# Mosquito Lake Hot Spots



## CAUSEWAYCREW (Apr 15, 2004)

*MOSQUITO LAKE HOT SPOTS* 
I HAVE HAD SO MANY CALLS ASKING FOR DIRECTIONS TO CERTAIN SPOTS, I DECIDED TO MAKE UP A MAP OF SOME OF THE HOT SPOTS WHERE THEY USUALLY ICE FISH.
I WENT TO GOOGLE AND THEN MARKED DOWN 8 DIFFERENT SPOTS. IF DOING THIS IS AGAINST THE LAW -SOMEBODY PLEASE DELETE THIS POST. HOPE THIS HELPS YOU GUYS. I WILL MAKE A BETTER COPY LATER. LINDA


----------



## JIG (Nov 2, 2004)

Another sticky! Hope to see ya tommorrow.


----------



## pymybob (May 28, 2004)

Thanks Linda.

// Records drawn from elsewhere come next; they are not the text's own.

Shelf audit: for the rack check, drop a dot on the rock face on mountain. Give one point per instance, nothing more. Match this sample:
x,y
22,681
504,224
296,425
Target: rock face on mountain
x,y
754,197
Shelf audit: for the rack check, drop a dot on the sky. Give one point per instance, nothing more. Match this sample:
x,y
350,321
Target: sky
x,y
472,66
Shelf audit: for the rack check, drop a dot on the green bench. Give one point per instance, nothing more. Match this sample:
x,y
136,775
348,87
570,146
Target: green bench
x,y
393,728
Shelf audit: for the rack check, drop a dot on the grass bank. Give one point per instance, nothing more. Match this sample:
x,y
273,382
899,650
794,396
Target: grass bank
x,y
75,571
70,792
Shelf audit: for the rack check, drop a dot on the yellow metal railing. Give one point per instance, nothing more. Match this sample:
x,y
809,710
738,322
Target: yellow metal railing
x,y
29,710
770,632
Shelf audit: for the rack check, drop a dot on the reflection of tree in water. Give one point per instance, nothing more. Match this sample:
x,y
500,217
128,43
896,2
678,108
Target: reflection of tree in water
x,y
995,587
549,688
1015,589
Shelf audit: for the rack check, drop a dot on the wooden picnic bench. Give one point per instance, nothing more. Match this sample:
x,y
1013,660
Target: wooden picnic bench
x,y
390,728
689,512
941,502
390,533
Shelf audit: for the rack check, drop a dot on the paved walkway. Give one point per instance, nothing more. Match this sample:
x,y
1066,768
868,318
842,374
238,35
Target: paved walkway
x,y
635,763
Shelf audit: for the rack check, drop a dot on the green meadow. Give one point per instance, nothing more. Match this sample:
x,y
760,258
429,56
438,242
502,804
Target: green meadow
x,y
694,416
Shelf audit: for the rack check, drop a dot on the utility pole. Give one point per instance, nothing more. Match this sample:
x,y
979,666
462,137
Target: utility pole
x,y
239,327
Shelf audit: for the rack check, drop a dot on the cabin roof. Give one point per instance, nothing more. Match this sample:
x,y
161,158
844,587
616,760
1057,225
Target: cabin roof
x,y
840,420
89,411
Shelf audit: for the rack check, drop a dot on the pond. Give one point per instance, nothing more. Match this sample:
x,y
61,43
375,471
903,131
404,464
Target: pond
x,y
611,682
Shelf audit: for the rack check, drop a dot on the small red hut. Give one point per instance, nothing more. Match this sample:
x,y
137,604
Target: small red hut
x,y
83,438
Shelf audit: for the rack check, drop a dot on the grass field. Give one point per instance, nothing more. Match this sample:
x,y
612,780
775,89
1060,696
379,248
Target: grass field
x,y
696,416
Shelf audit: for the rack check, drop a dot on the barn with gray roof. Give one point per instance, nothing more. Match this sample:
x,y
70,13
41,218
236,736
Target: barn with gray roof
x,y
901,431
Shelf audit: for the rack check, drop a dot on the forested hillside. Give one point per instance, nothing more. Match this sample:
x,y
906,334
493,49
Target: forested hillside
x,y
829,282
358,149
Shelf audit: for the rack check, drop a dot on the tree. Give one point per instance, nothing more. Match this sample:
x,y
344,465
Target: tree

This will come in handy!


----------



## Dixie Chicken (Nov 12, 2004)

Thanks
See you Saturday.
DC


----------



## heyjay (Mar 22, 2005)

Thanks Linda .


----------



## Dixie Chicken (Nov 12, 2004)

Any catching reports?
DC


----------